Once it had simply been a rural beauty spot, with a couple of modest hotels sur­round­ed by small hill farms that had been in the same hands for cen­turies. Bormann changed all that. He bribed, threat­ened, and black­mailed the Erbbaueren (the hered­i­tary farm­ers, as they were called) to aban­don their farms. He sold their land at pre­mi­um rates to fellow Nazis and then, as war loomed, erect­ed a mil­i­tary com­plex to pro­tect the Führer when­ev­er he was in res­i­dence on the moun­tain among the “Mountain People,” as the Nazis called them­selves. After he com­plet­ed his 50th birth­day present for the Führer, the Eagle’s Nest, which Hitler vis­it­ed only five times and which cost 30 mil­lion marks to con­struct, Bormann turned his atten­tion to making the whole moun­tain com­plex as secure as pos­si­ble, both from the land and the air.

Bormann, the “Brown Eminence” as he was known, the secre­tive party sec­re­tary, who in real­i­ty wield­ed more power on the German home front than Hitler him­self, declared the whole moun­tain sper­rge­bi­et (off limits). A bat­tal­ion of the Waffen SS was sta­tioned there per­ma­nent­ly. Together with moun­tain troops from nearby Bad Reichenhall, the SS patrolled the bound­aries of this pro­hib­it­ed area 24 hours a day, some­thing the British plan­ners of Operation Foxley, a land attack planned by the British in February 1945, had not reck­oned with.

If Anyone Could, Harris Swore, He Would Blast Berchtesgaden Off the Map.

Then, Bormann turned his atten­tion to the threat of an air attack. Great air raid shel­ters were dug, not only for the Führer and the Prominenz, but also for the guards, ser­vants, and for­eign work­ers — there was even a cinema, which could hold 8,000 people. Chemical com­pa­nies were brought in and sta­tioned at strate­gic points on the moun­tain. As soon as the first warn­ing of an enemy air attack was given, they could pro­duce a smoke screen, which, in theory, could cover the key parts of the area in a matter of min­utes. Finally, there were the fight­er bases such as Furstenfeldbruck in the Munich area where planes could be scram­bled to ward off any aerial attack from the west or indeed over the Alps from the newer Allied air bases in Italy.

Whether it was because of Bormann’s pre­cau­tions, the prob­lem of flying over the Alps in a heavy, bomb-laden air­craft, or Allied scru­ples about bomb­ing an enemy politician’s home, the moun­tain had not been seri­ous­ly trou­bled by air raids until now. Bomber Harris was deter­mined to end all that. If anyone could, Harris swore, he would blast Berchtesgaden off the map.
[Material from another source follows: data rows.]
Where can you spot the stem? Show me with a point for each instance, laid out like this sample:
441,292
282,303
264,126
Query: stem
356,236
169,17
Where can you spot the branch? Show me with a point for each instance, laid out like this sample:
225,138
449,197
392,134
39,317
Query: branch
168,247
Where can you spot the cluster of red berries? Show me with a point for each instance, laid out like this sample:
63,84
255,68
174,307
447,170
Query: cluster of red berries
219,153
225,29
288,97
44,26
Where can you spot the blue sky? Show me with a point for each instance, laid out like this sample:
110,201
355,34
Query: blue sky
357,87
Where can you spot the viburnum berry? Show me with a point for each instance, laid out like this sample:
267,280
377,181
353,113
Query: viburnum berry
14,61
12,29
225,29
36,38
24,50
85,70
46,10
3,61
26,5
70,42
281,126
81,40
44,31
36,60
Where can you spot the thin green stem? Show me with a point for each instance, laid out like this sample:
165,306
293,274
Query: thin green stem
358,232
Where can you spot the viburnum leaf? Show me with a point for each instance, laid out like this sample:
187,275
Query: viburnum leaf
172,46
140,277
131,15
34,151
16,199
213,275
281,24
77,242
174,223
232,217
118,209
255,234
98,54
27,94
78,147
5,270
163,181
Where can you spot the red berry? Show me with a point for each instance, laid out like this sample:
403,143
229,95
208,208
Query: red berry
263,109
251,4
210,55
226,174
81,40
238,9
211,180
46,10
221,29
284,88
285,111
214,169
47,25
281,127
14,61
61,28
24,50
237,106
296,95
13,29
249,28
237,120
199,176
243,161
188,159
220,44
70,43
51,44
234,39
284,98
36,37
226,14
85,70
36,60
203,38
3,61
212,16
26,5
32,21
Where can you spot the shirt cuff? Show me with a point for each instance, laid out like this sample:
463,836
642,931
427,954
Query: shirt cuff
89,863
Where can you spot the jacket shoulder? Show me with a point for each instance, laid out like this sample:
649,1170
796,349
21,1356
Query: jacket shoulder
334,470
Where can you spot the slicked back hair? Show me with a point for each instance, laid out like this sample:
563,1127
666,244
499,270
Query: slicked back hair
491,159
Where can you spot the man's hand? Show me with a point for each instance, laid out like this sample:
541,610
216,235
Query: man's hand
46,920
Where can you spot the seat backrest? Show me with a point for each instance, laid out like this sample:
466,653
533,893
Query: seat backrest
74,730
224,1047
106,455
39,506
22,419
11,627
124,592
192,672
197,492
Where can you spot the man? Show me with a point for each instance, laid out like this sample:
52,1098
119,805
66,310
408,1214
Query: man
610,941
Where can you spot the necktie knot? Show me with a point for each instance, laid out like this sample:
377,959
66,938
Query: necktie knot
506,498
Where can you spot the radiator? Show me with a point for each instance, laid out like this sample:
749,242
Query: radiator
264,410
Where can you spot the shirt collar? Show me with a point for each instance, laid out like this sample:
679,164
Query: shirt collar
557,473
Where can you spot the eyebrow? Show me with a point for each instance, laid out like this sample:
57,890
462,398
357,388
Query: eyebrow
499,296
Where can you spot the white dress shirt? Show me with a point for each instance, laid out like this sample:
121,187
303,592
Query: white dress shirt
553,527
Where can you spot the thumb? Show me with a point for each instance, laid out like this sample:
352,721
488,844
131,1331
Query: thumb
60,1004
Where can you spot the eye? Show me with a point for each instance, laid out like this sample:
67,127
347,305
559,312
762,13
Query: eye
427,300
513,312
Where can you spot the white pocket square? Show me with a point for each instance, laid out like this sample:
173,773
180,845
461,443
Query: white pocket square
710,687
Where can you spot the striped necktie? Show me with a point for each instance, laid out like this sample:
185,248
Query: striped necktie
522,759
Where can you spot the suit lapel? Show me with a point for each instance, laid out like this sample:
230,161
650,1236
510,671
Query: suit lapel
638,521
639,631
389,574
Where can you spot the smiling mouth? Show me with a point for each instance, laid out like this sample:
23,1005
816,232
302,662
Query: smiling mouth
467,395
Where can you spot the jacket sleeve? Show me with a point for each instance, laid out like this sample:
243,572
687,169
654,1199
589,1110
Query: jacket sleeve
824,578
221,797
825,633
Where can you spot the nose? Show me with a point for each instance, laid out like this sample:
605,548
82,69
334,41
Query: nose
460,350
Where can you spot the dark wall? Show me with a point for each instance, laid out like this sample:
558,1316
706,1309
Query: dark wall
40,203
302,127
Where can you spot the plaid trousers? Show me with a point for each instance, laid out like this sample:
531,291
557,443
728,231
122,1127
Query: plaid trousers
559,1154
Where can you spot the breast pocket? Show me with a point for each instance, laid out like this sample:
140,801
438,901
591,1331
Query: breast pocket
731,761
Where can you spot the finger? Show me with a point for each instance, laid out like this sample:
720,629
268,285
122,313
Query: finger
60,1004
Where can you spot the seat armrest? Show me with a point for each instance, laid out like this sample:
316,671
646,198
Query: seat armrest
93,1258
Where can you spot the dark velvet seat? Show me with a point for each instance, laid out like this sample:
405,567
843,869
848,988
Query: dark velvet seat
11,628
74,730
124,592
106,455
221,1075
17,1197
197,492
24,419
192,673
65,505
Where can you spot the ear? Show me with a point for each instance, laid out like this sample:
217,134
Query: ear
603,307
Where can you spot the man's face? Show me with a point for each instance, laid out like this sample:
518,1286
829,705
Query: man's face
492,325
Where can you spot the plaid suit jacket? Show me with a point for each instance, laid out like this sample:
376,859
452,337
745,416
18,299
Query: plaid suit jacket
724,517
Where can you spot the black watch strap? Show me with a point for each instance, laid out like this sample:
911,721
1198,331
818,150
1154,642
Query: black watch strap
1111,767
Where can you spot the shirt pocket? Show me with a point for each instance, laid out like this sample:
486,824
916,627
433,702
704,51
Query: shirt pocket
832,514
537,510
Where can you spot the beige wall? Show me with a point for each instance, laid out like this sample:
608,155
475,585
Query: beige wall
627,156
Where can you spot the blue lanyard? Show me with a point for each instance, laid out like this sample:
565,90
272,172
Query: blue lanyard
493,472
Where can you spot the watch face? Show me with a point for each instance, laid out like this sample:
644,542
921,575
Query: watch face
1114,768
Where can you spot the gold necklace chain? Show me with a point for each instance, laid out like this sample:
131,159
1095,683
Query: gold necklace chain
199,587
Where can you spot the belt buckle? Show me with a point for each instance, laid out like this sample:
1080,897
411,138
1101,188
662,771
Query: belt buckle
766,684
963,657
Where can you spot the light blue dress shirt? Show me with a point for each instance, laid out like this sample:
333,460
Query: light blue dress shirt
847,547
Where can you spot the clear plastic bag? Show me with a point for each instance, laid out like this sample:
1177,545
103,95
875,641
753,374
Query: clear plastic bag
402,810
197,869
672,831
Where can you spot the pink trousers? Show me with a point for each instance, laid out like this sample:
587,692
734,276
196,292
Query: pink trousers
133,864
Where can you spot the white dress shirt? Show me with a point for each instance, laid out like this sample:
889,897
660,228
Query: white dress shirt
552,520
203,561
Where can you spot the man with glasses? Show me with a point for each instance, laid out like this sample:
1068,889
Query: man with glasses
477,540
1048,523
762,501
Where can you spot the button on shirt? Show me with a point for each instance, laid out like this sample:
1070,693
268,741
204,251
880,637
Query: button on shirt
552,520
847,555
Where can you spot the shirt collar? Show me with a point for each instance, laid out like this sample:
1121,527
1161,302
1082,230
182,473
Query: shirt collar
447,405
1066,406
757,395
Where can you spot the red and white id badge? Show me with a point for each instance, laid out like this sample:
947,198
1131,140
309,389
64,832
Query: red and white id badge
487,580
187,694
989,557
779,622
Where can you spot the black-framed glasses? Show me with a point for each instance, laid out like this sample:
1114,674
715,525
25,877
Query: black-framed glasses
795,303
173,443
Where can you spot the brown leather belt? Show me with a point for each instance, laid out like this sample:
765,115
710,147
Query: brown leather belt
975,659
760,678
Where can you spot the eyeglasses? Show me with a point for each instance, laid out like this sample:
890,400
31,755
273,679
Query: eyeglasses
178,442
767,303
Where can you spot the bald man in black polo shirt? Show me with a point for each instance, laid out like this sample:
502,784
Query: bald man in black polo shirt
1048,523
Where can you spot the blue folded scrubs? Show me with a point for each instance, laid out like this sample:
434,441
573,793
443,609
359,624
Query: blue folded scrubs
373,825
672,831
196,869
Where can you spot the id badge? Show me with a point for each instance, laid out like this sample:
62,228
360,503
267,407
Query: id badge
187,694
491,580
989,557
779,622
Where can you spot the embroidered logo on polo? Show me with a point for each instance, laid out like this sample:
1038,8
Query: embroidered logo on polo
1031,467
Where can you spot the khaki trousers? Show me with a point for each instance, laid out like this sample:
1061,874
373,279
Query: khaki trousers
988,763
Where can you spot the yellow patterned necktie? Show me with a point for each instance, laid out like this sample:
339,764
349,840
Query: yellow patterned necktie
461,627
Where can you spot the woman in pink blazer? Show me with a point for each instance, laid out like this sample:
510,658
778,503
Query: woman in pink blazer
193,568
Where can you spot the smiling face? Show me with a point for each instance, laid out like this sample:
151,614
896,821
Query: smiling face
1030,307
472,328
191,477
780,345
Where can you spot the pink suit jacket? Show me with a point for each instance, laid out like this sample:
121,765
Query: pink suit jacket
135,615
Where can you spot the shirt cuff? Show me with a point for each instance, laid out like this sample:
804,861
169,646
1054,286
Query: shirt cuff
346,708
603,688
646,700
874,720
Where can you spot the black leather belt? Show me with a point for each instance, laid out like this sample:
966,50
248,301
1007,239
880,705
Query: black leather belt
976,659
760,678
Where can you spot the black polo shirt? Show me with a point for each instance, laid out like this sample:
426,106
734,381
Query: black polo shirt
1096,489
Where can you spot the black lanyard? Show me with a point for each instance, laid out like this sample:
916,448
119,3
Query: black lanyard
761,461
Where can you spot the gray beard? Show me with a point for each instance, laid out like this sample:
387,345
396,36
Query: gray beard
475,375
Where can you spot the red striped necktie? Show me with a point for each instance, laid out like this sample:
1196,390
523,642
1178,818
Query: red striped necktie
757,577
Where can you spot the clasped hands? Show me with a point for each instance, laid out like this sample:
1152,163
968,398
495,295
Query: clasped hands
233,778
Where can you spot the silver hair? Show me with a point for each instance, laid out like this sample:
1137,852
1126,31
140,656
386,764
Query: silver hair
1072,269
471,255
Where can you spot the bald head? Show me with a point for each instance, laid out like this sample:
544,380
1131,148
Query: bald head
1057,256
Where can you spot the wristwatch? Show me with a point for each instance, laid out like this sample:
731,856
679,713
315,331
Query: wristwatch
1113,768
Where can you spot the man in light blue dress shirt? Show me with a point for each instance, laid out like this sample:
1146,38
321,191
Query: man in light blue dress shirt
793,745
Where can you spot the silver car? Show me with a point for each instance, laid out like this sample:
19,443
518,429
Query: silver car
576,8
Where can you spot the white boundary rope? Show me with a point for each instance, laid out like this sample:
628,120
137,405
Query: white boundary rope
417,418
To do so, he picked one of his most expe­ri­enced bomber com­man­ders: 24-year-old Wing Commander Basil Templeman-Rooke, who had begun his bomber career in 1943. By the end of that year, he had already been award­ed the Distinguished Flying Cross (DFC) and more impor­tant­ly had flown over the Alps to bomb Turin in the hope that a bomb­ing raid on that city, so far away from England, would encour­age the Italians to sur­ren­der. After one tour of duty, Templeman-Rooke com­menced anoth­er one in May 1944. He took part in the D‑Day prein­va­sion bomb­ing of French rail­ways, stor­age depots, and other tar­gets, and then in the attacks on V‑1 buzz bomb sites after the inva­sion.